Better article here. One of the biggest advantages is that there is no signal processing on site and therefore no need for a hut at the bottom of the tower. The processing is done at data centres and signal sent to tower via fibre optics. Clustering the baseband units makes it easier for maintenance and also makes it easier to do load balancing across a region. When commuters are driving into work, for instance, the baseband cluster can turn its combined energy to handling the signal load coming from towers along the highways and train lines. During the day, processing could handle heavy downtown traffic, while it shifts focus to the suburbs in the evening. Such load-balancing doesn't produce any additional spectrum or data throughput, but it does mean that a carrier can operate fewer baseband processors, saving the carrier cash.

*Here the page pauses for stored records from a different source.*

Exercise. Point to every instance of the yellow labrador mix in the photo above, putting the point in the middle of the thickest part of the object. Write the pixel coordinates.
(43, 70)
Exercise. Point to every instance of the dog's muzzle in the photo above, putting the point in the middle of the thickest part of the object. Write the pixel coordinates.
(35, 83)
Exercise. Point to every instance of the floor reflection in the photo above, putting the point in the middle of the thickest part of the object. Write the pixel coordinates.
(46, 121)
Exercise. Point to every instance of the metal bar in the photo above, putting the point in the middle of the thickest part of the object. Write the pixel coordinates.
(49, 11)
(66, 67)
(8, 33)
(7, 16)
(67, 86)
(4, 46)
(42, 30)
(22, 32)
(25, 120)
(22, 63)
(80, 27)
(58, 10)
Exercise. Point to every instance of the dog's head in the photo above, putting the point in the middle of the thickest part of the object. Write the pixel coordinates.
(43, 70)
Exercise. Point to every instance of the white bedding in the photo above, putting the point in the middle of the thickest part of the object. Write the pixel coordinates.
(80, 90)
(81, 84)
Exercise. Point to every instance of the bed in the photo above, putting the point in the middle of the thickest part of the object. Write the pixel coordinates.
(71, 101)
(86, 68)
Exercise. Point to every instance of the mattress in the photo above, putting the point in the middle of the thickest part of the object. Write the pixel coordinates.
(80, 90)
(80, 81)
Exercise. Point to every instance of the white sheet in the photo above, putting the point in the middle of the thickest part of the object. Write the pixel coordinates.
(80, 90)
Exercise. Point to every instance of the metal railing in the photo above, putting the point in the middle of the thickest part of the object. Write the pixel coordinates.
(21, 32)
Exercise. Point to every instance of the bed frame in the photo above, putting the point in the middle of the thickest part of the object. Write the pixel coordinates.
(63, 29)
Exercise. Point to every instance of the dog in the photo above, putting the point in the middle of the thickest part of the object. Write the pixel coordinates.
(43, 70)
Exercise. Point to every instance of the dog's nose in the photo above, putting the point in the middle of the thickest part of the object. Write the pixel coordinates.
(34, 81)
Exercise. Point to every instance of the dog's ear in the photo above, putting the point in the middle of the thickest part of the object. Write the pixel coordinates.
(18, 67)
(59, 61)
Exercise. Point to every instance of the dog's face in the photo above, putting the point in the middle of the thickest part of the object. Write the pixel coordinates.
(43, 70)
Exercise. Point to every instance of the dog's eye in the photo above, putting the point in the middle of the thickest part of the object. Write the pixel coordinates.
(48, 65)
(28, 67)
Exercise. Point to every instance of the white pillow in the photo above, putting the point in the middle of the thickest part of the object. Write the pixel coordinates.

The connections are fast enough to support a standard called CoMP, or Co-ordinated Multipoint. CoMP, which is currently moving through standardization, relies on the fact that, in many locations, a user's wireless gadget is in range of multiple towers (the closer one comes to the edge of each cell, the more towers can typically see the device). This is usually a waste, since multiple towers spend bandwidth contacting the gadget but can't independently deliver different data. CoMP turns it into a bonus by dividing up requested download data and using all cells in the area to deliver a different slice of it at once—akin to the way BitTorrent operates. The phone then combines the data from all the towers in the proper order. This additive approach to using different towers means that a user's total throughput can go up substantially, but it requires centralized baseband to function.
Finally, the new lightRadio baseband bear can do software-defined protocols. Upgrading to LTE? Just upgrade the software on the baseband processor. (Traditional rack-mounted baseband processors required dedicated units for each protocol.) A new baseband chip from Freescale makes it possible, but it gets even cooler when used in conjunction with the new wideband antennas. LightRadio uses a new antenna that, in Alcatel-Lucent's words, collapses three radios into one. The radios are tiny cubes of 2.5 inches square, and each can operate between 1.8GHz and 2.6GHz. They use tiny amps that can be located atop the tower, built into the antenna enclosure, which keeps the amp size down and dramatically cuts down on the power loss.
These radio cubes are stacked in groups of 8 to 10 in order to make an antenna element, and when one cube in the array goes down, the others remain unaffected. (In a traditional system, the whole antenna unit would fail.) The amps cover enough different frequencies that, in many cases, simply changing the software configuration on the baseband unit can control whether each antenna offers a 2G, 3G, or 4G signal.
The antennas also do "beam forming"—fine-grained directional control over the radio signal—in both the horizontal and vertical dimension to better connect with local wireless devices. Alcatel-Lucent claims capacity improvements of 30 percent through the use of vertical beam-forming alone.
The end result of the system: lightRadio cell towers don't need huts, they don't need air conditioners and heaters, big amps, fans, or even local processing gear. Baseband processing moves closer to the data center model and gets cool new capabilities like CoMP and load-balancing. The system's cost savings come from power (Alcatel-Lucent claims a 50 percent reduction), along with lower construction and site rental fees. The total macro capacity of the system should double while cutting operator costs dramatically.